Looking at God as our ultimate example of creativity, we see a call to reweave an appreciation for this, beauty, and meaning-making into every aspect of our life and how we interact and create bonds with those around us (Keller, 2012, p. 173). As we experience and find beauty in some aspect of our world, we feel a deep desire to share and passionately embrace it with those around us (Keller, 2012, p. 178). The beauty we find shifts our narratives from being focused on ourselves to being focused on our community and how we all relate, interact and intertwine (Keller, 2012, p. 178). This further shifts how we seek justice in our world from being a means to an end, to an end in and of itself.

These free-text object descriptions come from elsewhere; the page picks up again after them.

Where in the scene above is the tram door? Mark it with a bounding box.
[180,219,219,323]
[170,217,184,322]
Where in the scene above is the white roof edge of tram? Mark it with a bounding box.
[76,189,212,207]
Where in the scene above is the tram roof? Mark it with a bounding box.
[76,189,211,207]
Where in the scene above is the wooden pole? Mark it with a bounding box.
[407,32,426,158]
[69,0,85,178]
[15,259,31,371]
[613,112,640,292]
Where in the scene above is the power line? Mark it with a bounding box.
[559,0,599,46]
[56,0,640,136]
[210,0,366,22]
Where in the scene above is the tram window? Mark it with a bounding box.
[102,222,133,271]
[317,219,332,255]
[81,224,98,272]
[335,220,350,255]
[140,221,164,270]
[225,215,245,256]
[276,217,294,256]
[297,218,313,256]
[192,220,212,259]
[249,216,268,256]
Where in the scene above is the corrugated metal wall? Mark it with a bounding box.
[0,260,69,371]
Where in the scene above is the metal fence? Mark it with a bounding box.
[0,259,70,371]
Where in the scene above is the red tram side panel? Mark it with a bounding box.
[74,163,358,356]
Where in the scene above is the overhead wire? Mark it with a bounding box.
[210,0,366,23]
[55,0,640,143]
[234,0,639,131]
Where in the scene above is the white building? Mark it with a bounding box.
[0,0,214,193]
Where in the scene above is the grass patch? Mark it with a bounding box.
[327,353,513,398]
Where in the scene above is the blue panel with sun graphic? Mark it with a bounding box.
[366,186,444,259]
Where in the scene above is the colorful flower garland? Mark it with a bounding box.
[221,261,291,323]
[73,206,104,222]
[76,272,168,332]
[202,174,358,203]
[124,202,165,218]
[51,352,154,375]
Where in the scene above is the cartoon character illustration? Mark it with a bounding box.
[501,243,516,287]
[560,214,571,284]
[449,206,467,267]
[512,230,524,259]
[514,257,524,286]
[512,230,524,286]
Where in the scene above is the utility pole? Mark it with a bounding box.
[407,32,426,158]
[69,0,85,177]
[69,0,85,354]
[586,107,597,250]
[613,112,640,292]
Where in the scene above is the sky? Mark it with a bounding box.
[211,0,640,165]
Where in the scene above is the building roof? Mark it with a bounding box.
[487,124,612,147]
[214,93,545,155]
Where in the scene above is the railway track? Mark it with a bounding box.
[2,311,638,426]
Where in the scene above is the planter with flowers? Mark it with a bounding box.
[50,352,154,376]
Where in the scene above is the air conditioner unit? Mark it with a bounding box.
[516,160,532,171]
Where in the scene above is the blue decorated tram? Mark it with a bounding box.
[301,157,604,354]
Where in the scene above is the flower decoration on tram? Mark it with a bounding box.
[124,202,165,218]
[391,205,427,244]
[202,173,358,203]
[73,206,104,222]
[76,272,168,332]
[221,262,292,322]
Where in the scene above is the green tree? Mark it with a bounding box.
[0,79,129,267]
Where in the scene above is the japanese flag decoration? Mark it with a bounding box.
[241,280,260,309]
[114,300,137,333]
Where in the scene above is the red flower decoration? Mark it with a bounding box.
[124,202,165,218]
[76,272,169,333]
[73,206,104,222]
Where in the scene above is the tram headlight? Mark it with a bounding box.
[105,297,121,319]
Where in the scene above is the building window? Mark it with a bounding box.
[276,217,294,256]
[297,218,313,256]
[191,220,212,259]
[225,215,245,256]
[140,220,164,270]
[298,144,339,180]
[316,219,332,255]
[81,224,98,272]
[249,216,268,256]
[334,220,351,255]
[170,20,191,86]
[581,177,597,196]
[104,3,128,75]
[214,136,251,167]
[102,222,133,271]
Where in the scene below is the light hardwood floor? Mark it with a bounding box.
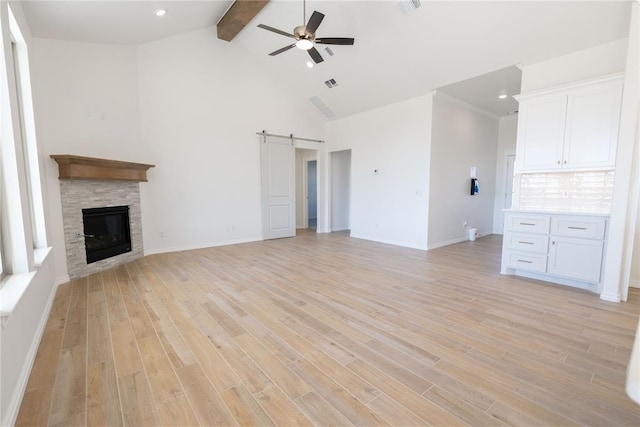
[16,232,640,426]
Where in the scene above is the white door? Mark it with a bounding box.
[261,137,295,239]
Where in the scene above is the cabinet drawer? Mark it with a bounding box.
[506,251,547,273]
[506,233,549,254]
[550,216,606,240]
[506,214,551,234]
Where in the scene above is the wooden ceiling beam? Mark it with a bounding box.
[217,0,270,42]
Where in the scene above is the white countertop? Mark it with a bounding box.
[503,209,611,217]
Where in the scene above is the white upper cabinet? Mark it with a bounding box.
[515,76,623,172]
[517,95,567,170]
[563,82,622,168]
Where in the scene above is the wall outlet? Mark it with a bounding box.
[159,231,164,238]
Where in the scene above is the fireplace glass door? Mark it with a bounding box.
[82,205,132,263]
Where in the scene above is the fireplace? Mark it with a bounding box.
[82,205,132,264]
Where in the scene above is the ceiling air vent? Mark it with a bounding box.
[309,96,336,118]
[398,0,422,14]
[324,78,338,89]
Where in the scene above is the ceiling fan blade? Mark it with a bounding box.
[258,24,295,38]
[269,44,296,56]
[305,11,325,35]
[308,47,324,64]
[315,37,355,46]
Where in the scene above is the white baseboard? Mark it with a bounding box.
[600,291,621,303]
[349,233,428,251]
[428,237,468,250]
[630,280,640,289]
[428,230,493,250]
[55,275,70,287]
[2,271,58,427]
[144,236,261,256]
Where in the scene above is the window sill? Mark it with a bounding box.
[34,247,49,267]
[0,247,52,327]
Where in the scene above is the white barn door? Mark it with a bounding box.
[261,136,295,239]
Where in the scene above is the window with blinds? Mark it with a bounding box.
[519,171,615,214]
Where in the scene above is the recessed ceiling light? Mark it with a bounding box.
[155,9,167,17]
[498,94,508,99]
[306,61,314,69]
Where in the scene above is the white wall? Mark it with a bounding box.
[30,38,142,283]
[330,150,351,231]
[428,94,499,247]
[492,114,518,234]
[30,27,324,280]
[136,27,323,254]
[521,39,628,93]
[0,253,55,427]
[324,95,432,250]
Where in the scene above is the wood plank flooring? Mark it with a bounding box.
[16,232,640,426]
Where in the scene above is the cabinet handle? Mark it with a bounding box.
[568,226,587,230]
[520,222,536,226]
[518,241,534,245]
[552,241,556,245]
[564,160,567,164]
[557,160,561,164]
[517,259,533,264]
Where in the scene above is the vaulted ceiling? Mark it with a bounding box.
[20,1,631,119]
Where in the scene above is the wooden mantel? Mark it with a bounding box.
[50,155,155,182]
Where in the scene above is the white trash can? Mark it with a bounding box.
[468,228,477,241]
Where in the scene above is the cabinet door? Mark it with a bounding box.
[517,95,567,171]
[548,237,603,283]
[563,81,622,169]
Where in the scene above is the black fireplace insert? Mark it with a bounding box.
[82,205,132,264]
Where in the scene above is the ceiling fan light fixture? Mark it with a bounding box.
[296,39,314,50]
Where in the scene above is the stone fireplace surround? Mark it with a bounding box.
[60,180,143,279]
[51,155,154,280]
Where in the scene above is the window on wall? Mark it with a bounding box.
[9,6,46,251]
[0,3,47,286]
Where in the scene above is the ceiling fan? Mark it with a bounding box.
[257,0,355,64]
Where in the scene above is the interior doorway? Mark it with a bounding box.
[307,160,317,229]
[330,150,351,232]
[295,148,318,233]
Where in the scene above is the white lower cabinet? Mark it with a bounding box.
[501,211,607,292]
[548,237,604,283]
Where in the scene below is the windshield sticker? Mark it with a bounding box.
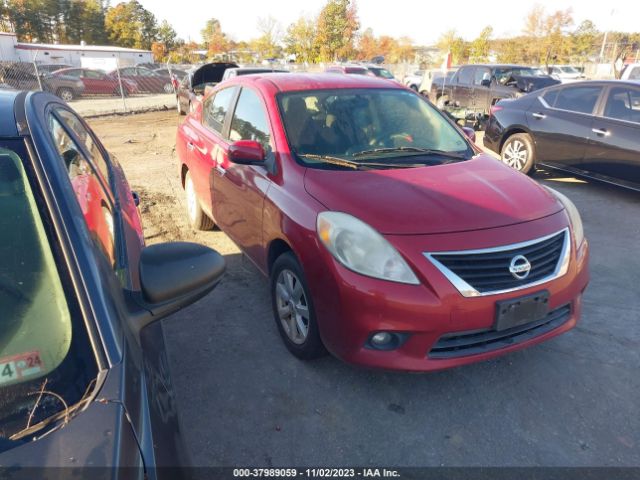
[0,352,43,385]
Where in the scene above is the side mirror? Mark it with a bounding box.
[462,127,476,143]
[126,242,225,338]
[229,140,265,165]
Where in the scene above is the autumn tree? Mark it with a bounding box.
[201,18,229,57]
[437,29,468,65]
[469,26,493,63]
[251,16,282,60]
[284,17,317,63]
[157,19,177,50]
[105,0,158,49]
[571,20,598,64]
[315,0,359,62]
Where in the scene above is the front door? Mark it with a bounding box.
[213,86,272,265]
[583,85,640,185]
[527,85,602,170]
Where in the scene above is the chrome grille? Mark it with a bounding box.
[425,229,570,297]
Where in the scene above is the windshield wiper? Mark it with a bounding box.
[297,153,416,170]
[351,147,467,160]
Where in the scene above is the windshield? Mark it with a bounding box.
[560,66,579,74]
[278,88,473,169]
[0,141,97,448]
[495,67,547,83]
[372,68,394,79]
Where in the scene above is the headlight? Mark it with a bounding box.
[546,187,584,247]
[317,212,420,285]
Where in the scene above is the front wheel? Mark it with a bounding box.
[270,252,326,360]
[163,82,173,93]
[436,95,448,109]
[500,133,535,174]
[184,171,214,230]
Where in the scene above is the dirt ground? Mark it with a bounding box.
[88,110,241,255]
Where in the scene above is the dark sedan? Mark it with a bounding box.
[0,90,225,474]
[484,80,640,190]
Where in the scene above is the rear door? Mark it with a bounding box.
[582,85,640,185]
[472,66,492,114]
[83,69,110,94]
[213,86,273,263]
[453,66,474,109]
[527,84,603,170]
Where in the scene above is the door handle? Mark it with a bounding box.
[532,112,546,119]
[592,128,609,136]
[187,141,195,151]
[215,165,226,176]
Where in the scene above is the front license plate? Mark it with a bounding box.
[494,291,550,331]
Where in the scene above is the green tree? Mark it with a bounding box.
[437,29,468,64]
[251,16,282,60]
[105,0,158,49]
[157,19,177,50]
[315,0,359,62]
[201,18,229,57]
[571,20,598,63]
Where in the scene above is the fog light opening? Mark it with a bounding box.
[367,331,408,351]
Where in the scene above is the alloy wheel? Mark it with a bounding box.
[502,139,528,171]
[275,269,310,345]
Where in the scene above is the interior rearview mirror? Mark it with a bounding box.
[126,242,225,338]
[229,140,266,165]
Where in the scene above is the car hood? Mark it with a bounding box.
[191,62,239,87]
[303,155,564,235]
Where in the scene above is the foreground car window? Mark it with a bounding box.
[0,144,96,444]
[278,88,471,166]
[229,88,271,151]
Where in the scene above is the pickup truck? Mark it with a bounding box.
[431,64,560,128]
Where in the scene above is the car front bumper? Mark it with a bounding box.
[306,213,590,372]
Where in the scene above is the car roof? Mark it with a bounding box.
[234,73,403,92]
[544,79,640,88]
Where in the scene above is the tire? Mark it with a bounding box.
[436,95,448,109]
[409,84,418,92]
[113,86,129,97]
[184,171,214,230]
[500,133,535,175]
[177,96,185,115]
[163,82,173,93]
[57,87,74,102]
[270,252,326,360]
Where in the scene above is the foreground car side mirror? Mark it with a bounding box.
[229,140,266,165]
[462,127,476,143]
[126,242,225,338]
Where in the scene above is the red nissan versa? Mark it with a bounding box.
[176,73,590,372]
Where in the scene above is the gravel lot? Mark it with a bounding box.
[89,111,640,468]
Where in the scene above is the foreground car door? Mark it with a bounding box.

We do not seek it because it is the best way to make ourselves look better but rather because it glorifies people and the Creator of these people (Keller, 2012, p. 178). We are called to enrich the world in new, novel, life-giving, and liberating ways that embrace the right to justice each individual has, as well as the beauty within them and the innate potential they have (Keller, 2012, p. 180). The clearest image we have of this beauty and justices lies in Christ’s humility, ministry, and redemptive, poverty-stricken, and unjust death on the Cross (Keller, 2012, p. 182).
Burns, J. M. (2003). Transforming leadership: A new pursuit of happiness (Vol. 213). Grove Press.
Karwowski, M., & Lebuda, I. (2016). The big five, the huge two, and creative self-beliefs: A meta-analysis. Psychology Of Aesthetics, Creativity, And The Arts, 10(2), 214-232. doi:10.1037/aca0000035
Keller, T. (2012). Generous justice: How God’s grace makes us just. Riverhead Books.